The anadromous hilsa fish, much loved without a bone of contention by Bengalis world over, migrate to rivers during the monsoons to spawn more of their kind. It’s also during this time of the year that they’re most freshly netted and feted in Kolkata’s fish markets. Reason enough for Novotel Hyderabad Convention Centre to host a Bengali food fest till this Sunday (10 Aug, 2014).
Right from the kulos (rice sifters) on the walls and auspicious earthen hand painted kalash (pots) and tender coconuts as centrepieces on every table, to lively Bengali music, The Square is replete with the sights, sounds and aromas of Bengal.
Senior Sous Chef Saurav Choudhuri, along with visiting chefs Biplop and Arnab from Novotel Kolkata have put together an enviable dinner buffet that has almost every dish a Bengali craves of from back home.
The items on the menu differ every day so you never know when you’ll get lucky and get to sample a mochar chop (banana blossom cutlets), kosha mangsho (mutton curry), thor chorchori (banana stem stir fry), shukto (mixed vegetables with a tempering of randhuni spice, poppy seeds and coconut), the famous Kolkata chicken rolls, Goriahat Bedouin-style aloo chokha rolls, or the catch of the day – chital maach, puti maach, papda shorshe, bhetki paturi, chingri malai curry or even a pui shaak diye ilish macher matha. All fish is freshly sourced from Kolkata, which makes them as authentic as it can get.

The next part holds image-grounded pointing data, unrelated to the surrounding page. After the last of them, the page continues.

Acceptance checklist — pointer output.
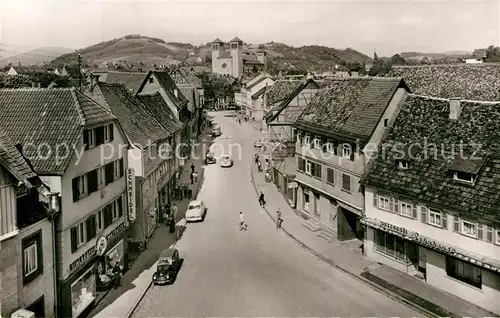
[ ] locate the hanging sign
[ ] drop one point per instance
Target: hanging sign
(131, 194)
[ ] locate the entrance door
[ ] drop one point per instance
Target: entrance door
(38, 307)
(422, 261)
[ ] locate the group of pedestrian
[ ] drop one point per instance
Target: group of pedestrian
(194, 174)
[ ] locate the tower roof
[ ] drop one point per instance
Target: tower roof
(236, 39)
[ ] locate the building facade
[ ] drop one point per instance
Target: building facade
(26, 235)
(335, 132)
(431, 204)
(90, 231)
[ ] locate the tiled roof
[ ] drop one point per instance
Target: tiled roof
(281, 89)
(424, 121)
(168, 85)
(157, 106)
(466, 81)
(132, 81)
(12, 158)
(349, 107)
(55, 117)
(138, 123)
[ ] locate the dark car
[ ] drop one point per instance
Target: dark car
(210, 158)
(167, 268)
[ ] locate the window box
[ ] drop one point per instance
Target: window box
(464, 272)
(32, 257)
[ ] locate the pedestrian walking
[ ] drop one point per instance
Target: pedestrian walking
(262, 201)
(279, 219)
(243, 225)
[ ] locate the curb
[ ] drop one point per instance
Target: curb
(346, 271)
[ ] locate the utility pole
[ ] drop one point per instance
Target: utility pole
(79, 57)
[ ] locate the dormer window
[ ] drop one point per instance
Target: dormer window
(466, 169)
(403, 164)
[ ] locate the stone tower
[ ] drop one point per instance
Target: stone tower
(217, 45)
(236, 46)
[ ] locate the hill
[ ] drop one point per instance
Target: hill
(136, 51)
(34, 57)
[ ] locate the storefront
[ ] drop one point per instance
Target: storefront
(92, 272)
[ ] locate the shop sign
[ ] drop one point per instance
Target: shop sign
(101, 245)
(432, 244)
(131, 194)
(394, 228)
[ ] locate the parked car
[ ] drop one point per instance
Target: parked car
(168, 267)
(210, 158)
(196, 211)
(216, 131)
(226, 162)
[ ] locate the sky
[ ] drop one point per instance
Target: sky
(388, 27)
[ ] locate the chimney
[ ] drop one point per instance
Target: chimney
(455, 108)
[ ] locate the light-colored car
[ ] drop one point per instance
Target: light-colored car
(226, 162)
(196, 211)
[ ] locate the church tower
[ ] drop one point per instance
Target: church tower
(217, 45)
(236, 46)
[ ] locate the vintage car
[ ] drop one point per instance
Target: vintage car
(216, 131)
(210, 158)
(226, 162)
(168, 267)
(196, 211)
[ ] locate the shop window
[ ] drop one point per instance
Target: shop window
(390, 245)
(83, 292)
(307, 199)
(32, 257)
(465, 272)
(346, 182)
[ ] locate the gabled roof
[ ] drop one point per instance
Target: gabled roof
(159, 108)
(466, 81)
(424, 121)
(54, 117)
(349, 107)
(132, 81)
(281, 89)
(168, 85)
(12, 159)
(276, 110)
(140, 126)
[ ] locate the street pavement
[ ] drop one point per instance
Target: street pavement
(258, 272)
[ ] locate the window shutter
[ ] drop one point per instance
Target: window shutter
(76, 192)
(120, 206)
(92, 183)
(456, 224)
(489, 233)
(423, 214)
(480, 233)
(121, 167)
(86, 139)
(414, 210)
(111, 132)
(74, 239)
(444, 221)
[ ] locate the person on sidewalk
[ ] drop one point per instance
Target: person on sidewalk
(243, 225)
(279, 219)
(262, 201)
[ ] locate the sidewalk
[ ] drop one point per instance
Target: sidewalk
(121, 302)
(389, 281)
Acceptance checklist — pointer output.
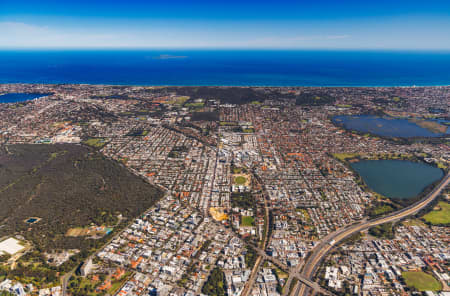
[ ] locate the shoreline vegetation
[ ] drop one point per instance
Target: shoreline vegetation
(383, 204)
(439, 128)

My favourites were the intoxicating dim posto (poppy seeds with mashed eggs) with steaming plain rice and the absolutely divine bhapa Ilish (steamed hilsa). It was so delicately flavoured with mustard paste, and steamed to perfection that the bones could be easily picked out even with a spoon and fork.
Saving the best for the last is the dessert spread. No Bengali meal is complete without the eponymous Mishti Doi (sweet yoghurt). Chef Choudhuri has his combination of mishti doi figured out to a keen art and science, and the result is a delicious indulgence. There’s also Gobindo bhog paish and chanar paish among others.
Every item on the menu was gratifying and scrumptious. Or as Bengalis would say ‘Apoorbo’!